# Apple TV Just Became a Great Deal More Useful



## Jungle Jack (Jul 28, 2009)

Hello,
While I have had an Apple TV for some time, my usage with it was roughly 10% of the time. Mostly I had been using it to watch my beloved Atlanta Hawks on the NBA League Pass as the PQ is far better than the SD feed from my Comcastic Cable Box.

As an HBO and Cinemax subscriber I have had HBO GO and Max Go on my iPhone and prior Android phones for quite some time as well. However, last week there was an update for both HBO and Max Go which now supports Airplay.

While my Denon AVR-4520CI is also Airplay compatible, for whatever reason I only get audio from HBO/Cinemax Go. With my Apple TV I get both video and audio. 

This truly is huge as HBO Go offers every single season of every TV Series, Documentary, etc that HBO has offered whereas HBO On Demand offers just a sliver of this.

Now every season of Curb Your Enthusiasm, Entourage, Deadwood, and so forth are now easily accessible.
More important to me is being able to watch shows like David Simon's stellar Generation Kill and The Wire, Band of Brothers, The Pacific, Extras, Game of Thrones, and all of HBO's Documentaries are now easily viewed. I am currently watching "41" which is an excellent Documentary about President George Herbert Walker Bush as I am posting this.

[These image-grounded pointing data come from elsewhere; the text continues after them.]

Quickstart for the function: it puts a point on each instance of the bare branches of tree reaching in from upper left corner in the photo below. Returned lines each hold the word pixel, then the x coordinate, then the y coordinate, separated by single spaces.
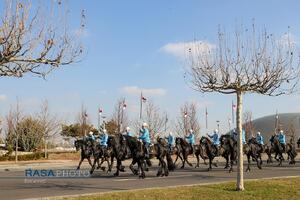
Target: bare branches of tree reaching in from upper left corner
pixel 35 38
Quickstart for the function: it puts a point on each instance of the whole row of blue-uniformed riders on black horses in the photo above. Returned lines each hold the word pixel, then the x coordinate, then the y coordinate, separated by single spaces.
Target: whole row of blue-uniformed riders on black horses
pixel 126 146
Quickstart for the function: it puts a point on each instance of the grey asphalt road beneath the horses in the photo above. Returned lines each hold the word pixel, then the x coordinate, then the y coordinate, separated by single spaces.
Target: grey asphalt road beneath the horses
pixel 14 184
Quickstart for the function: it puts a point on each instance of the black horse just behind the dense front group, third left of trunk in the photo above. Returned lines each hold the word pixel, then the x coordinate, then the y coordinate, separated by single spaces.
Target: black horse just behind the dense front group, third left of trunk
pixel 183 150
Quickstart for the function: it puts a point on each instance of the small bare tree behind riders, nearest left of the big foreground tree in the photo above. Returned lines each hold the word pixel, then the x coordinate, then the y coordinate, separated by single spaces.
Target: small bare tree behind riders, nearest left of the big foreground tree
pixel 188 119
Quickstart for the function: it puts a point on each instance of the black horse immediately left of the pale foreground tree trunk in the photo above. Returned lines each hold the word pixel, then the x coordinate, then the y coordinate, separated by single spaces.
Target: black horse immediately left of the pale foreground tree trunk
pixel 229 150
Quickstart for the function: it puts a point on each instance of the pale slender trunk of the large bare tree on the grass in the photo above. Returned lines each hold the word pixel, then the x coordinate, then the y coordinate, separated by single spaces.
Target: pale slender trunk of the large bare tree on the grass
pixel 239 111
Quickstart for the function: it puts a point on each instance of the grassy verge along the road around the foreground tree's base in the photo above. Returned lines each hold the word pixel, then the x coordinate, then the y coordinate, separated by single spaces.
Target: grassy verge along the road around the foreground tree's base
pixel 264 189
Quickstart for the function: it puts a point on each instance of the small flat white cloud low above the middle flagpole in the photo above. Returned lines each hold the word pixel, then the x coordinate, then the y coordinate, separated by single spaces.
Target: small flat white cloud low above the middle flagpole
pixel 135 90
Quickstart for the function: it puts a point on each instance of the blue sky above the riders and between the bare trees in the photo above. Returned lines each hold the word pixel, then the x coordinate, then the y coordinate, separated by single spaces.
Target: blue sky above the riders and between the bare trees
pixel 125 42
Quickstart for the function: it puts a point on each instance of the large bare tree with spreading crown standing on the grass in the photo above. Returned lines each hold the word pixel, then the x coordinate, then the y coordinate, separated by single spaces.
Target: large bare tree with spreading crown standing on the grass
pixel 247 63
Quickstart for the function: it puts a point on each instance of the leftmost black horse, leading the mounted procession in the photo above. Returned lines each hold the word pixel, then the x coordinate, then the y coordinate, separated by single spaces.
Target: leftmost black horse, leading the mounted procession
pixel 85 145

I held off a long time buying an iPhone as I refused to do so until there was both LTE and Wireless N support. As the iPhone 5 offered both, I purchased a 64gb model the first day possible. While I still prefer the flexibility of the Android Platform, the software support for iOS is just too strong for me to stay away from it.
Cheers,
JJ


----------



## Sevenfeet (Feb 2, 2009)

Airplay has two standards, audio streaming (the older one, previously known as Airtunes) and video streaming (the more recent one). Apple has licensed the audio component for awhile now...it's a chip that Apple sells to consumer electronics makers like Denon for support in their products. The nice thing is that it supports iTunes guaranteed and any older DRM'ed iTunes tracks you still might own (although Apple went to DRM free years ago). It also supports Apple Lossless (which FLAC competes with).

Video streaming is still exclusive to Apple products so anything third party you see as "Airplay enabled" won't do video. The video streaming component has been reverse engineered but no one has made a commercial product based on this to not incur the wrath of Apple Legal. And I doubt that the embedded chip that Apple currently sells to third parties would do video anyway even if Apple changed their minds tomorrow.

That being said, HBO GO on Apple TV is pretty awesome.


----------